At 298K, the molar conductivities at infinite dilution(${{\lambda }_{m}}^{0}$) of $N{{H}_{4}}Cl$, $KOH$ and $KCl$ are 152.8, 272.6 and 149.8 $S\,c{{m}^{2}}\,mo{{l}^{-1}}$ respectively. The ${{\lambda }_{m}}^{0}$ of $N{{H}_{4}}OH$ is $S\,c{{m}^{2}}\,mo{{l}^{-1}}$ and percentage dissociation of 0.01 M $N{{H}_{4}}OH$ with ${{\lambda }_{m}}$= 25.15 $c{{m}^{2}}\,mo{{l}^{-1}}$ at the same temperature are:
A. 275.6, 0.91
B. 275.6, 9.1
C. 266.6, 9.6
D. 30, 84

Answer 1

Hint: Find out the molar conductivity of $N{{H}_{4}}Cl$ with the help of other compounds using the Kohlrausch’s Law and with the help of that, find the degree of dissociation.

Complete step-by-step answer:
In order to understand the solution, we need to know about Kohlrausch’s Law. According to Kohlrausch’s law, at infinite dilution, when the dissociation of electrolyte is complete, each ion makes a definite contribution towards the molar conductivity of electrolyte irrespective of the nature of the other ion with which it is related.
This implies that the molar conductivity of an electrolyte diluted infinitely can be expressed as the sum of the contributions from its specific ions. If ${{\lambda }_{+}}^{0}$ and ${{\lambda }_{-}}^{0}$ represent the limiting molar conductivities of cation and anion respectively, then the limiting molar conductivity of electrolyte at infinite dilution is given by:
\[{{\lambda }_{m}}^{0}={{v}_{+}}{{\lambda }_{+}}^{0}+{{v}_{-}}{{\lambda }_{-}}^{0}\]
Where v is the number of ions. Now, the ${{\lambda }^{0}}_{N{{H}_{4}}OH}$ can be written as (${{\lambda }^{0}}_{N{{H}_{4}}Cl}+{{\lambda }^{0}}_{KOH}+{{\lambda }^{0}}_{KCl}$).So,
${{\lambda }^{0}}_{N{{H}_{4}}Cl}=(152.8+272.6-149.8)S\,c{{m}^{2}}\,mo{{l}^{-1}}$
${{\lambda }^{0}}_{N{{H}_{4}}Cl}=275.6\,S\,c{{m}^{2}}\,mo{{l}^{-1}} $
We know, that degree of dissociation, which is denoted by $\alpha $ can be found out by the formula:
\[\alpha =\dfrac{{{\lambda }^{c}}}{{{\lambda }^{0}}}\]
Here, ${{\lambda }^{c}}$ and ${{\lambda }^{0}}$ represent molar conductivities at given concentration and at infinite dilution, respectively. So, by putting in the values, we get the value of degree of dissociation as:
\[\alpha =\dfrac{25.1}{275.6}=0.091\]
Now, in order to get the percentage dissociation, we multiply the result by 100, and it comes out to be 9.1.
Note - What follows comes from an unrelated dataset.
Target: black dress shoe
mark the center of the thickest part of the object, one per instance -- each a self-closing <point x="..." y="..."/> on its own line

So, we get option B as the correct answer for our question.

Note: It is to be noted that the Kohlrausch’s law is only applicable when it comes to weak electrolytes, because weak electrolytes can dissociate further on adding more concentration, whereas strong electrolytes will not dissociate much.